Времени писать больше нет. Райан торопливо откладывает бортжурнал и приступает к регулярной проверке двигателя корабля, прогоняя тест практически для каждого отдельного узла.
Он никогда не готовился на астронавта и сам обучился процедуре управления кораблем. Никто не планировал, что именно Райан будет стоять в данный момент в рубке управления.
Вообще-то говоря, он был простым преуспевающим бизнесменом.
Пока выполняется рутинная проверка, он предается воспоминаниям о временах, когда ему даже мысль о космическом путешествии не приходила в голову.
Он видит себя — крепко сложенного сорокалетнего мужчину — стоящим спиной к огромному зеркальному окну просторного офиса, с шикарным ковром на полу. У него крупное лицо с упрямым взглядом, широкая спина, ладони с короткими пальцами сцеплены за спиной.
До того как Райан безраздельно посвятил себя кораблю и своим погруженным в сон спутникам, уподобившись средневековому монаху, призванному хранить знания и жизни, содержащиеся в этом движущемся монастыре, — он был человеком, находящимся почти постоянно в состоянии боя.
…Лет десять тысяч назад он был бы во главе стаи волосатых сородичей, с бивнем в руке…

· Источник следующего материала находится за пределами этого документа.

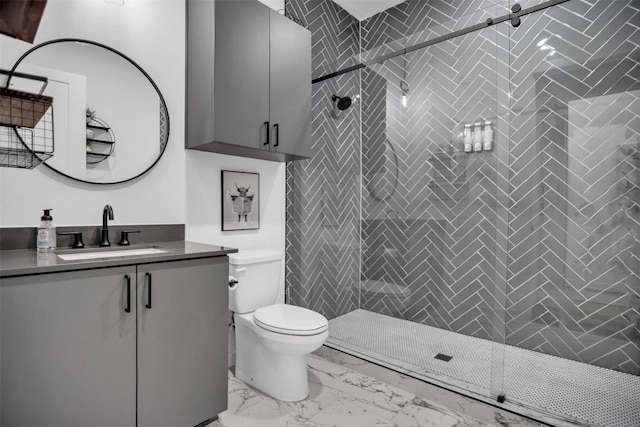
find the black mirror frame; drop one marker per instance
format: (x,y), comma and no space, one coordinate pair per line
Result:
(164,112)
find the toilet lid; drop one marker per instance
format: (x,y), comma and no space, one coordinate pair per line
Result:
(290,320)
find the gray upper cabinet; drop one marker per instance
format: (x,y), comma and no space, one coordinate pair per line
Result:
(248,81)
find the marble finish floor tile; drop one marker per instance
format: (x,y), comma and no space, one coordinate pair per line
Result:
(339,396)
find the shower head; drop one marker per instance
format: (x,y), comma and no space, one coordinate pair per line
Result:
(343,102)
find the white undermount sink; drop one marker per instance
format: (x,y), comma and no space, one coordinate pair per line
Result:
(98,254)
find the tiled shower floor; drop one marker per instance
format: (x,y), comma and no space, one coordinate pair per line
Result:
(599,396)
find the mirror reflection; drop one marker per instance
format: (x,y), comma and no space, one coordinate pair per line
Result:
(111,122)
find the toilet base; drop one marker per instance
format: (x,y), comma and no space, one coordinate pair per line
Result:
(283,378)
(261,362)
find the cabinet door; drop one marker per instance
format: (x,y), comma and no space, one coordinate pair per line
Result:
(68,349)
(290,103)
(182,341)
(241,91)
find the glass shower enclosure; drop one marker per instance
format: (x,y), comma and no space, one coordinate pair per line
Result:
(474,217)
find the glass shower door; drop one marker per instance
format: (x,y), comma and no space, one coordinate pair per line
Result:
(431,212)
(572,328)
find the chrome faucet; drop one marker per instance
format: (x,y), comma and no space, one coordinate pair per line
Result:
(107,213)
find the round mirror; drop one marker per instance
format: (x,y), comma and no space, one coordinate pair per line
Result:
(111,123)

А в наше время он занимался игрушками.
Нет, он не строгал по-крестьянски кукол-марионеток в уютном маленьком домике. Райан владел фирмой, дававшей в год в среднем миллион фунтов прибыли, производившей игрушечные видеофоны, пластмассовые молотки, чудесные миниатюрные фейерверки, говорящих кукол в натуральную величину, машины по колено высотой с автоматической сменой передач, крохотные электрические кухонные автоматы, по-настоящему блеющих овец, всякие штучки, которые прыгали, ездили, шумели, ломались, когда кончалось их расчетное время жизни, и тайком выбрасывались родителями в городские узлы быстрого удаления отходов.
Райан нажал на кнопку.
На экране появился его управляющий Оуэн Пауэлл. Он стоял на четвереньках на полу офиса, наблюдая за двумя крохотными куклами, шагающими по ковру.
Когда он произнес: «Хэлло, Райан!», — кукла немедленно отозвалась прекрасно модулированным голосом: «Хэлло, Оуэн!»

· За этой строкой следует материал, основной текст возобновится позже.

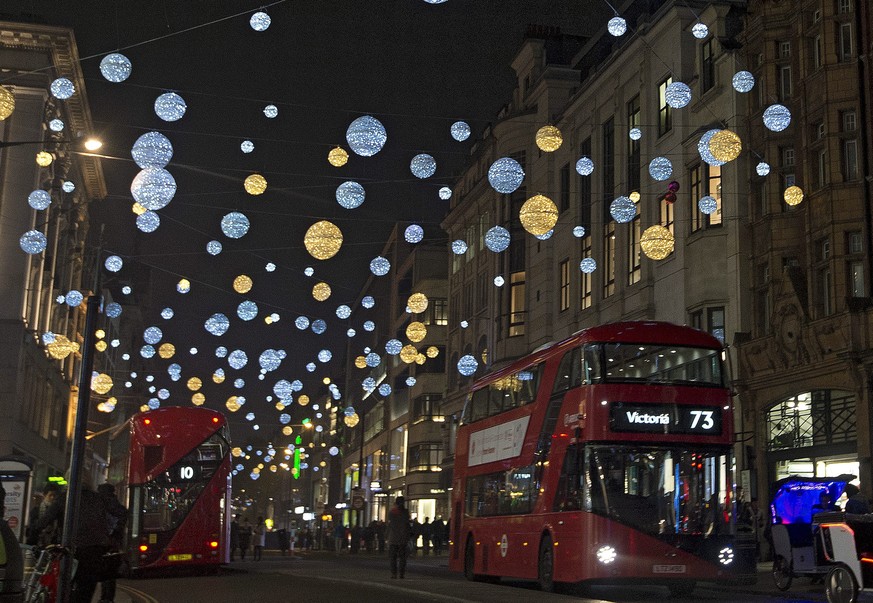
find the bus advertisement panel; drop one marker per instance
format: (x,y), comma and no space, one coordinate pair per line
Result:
(606,457)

— Это та самая говорящая кукла, про которую ты мне рассказывал? — спросил Райан.
— Она самая. — Пауэлл выпрямился. — Я знал, что они смогут, если постараются. Прелесть, правда? Ребенок «впечатывает» в нее свой голос в магазине, скажем, в свой день рождения. После этого она может давать до двадцати пяти ответов на его вопросы, но только этому ребенку. Представь — кукла, которая умеет говорить, вполне разумно, но только с тобой. Детишки с ума будут сходить.

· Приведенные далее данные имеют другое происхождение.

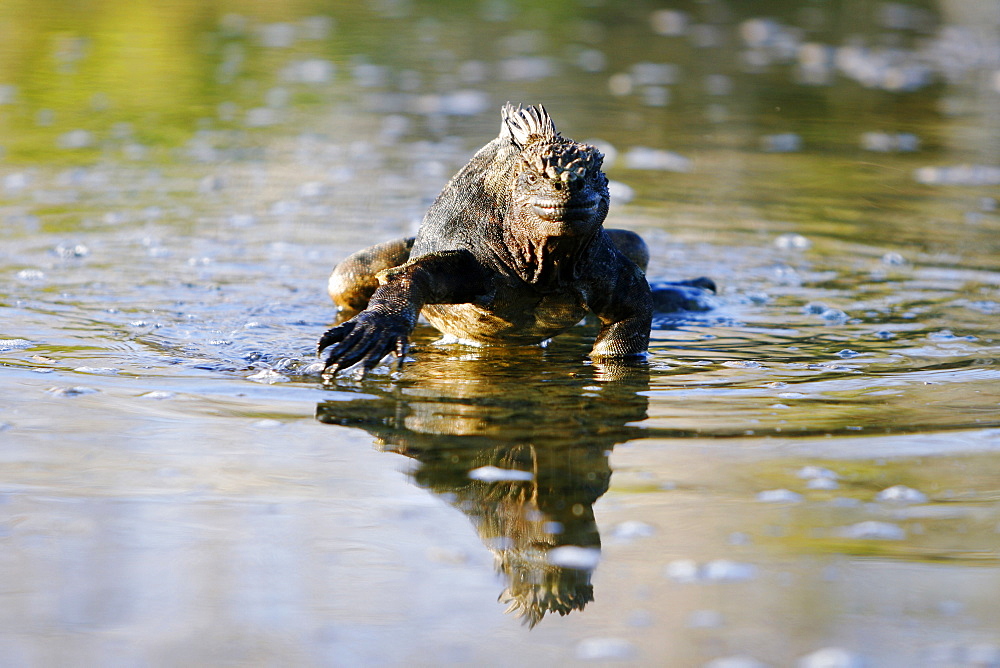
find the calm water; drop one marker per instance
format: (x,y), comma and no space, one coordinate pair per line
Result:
(805,475)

— Если цена будет разумной, — добавил Райан.
Пауэлл был энтузиастом, вот кто и в самом деле был бы счастлив, вырезая игрушки в старой крестьянской хижине. Если бы не получал у Райана двадцать тысяч фунтов в год. Он явно был смущен замечанием Райана.
— Ну, может быть, можно снизить розничную цену до двадцати фунтов. Что скажете на это?
— Неплохо. — Райан нарочно не поощрял Пауэлла. Тот стал бы разбиваться в лепешку за улыбку — и все в ущерб работе. Следовательно, лучше быть с ним посдержаннее.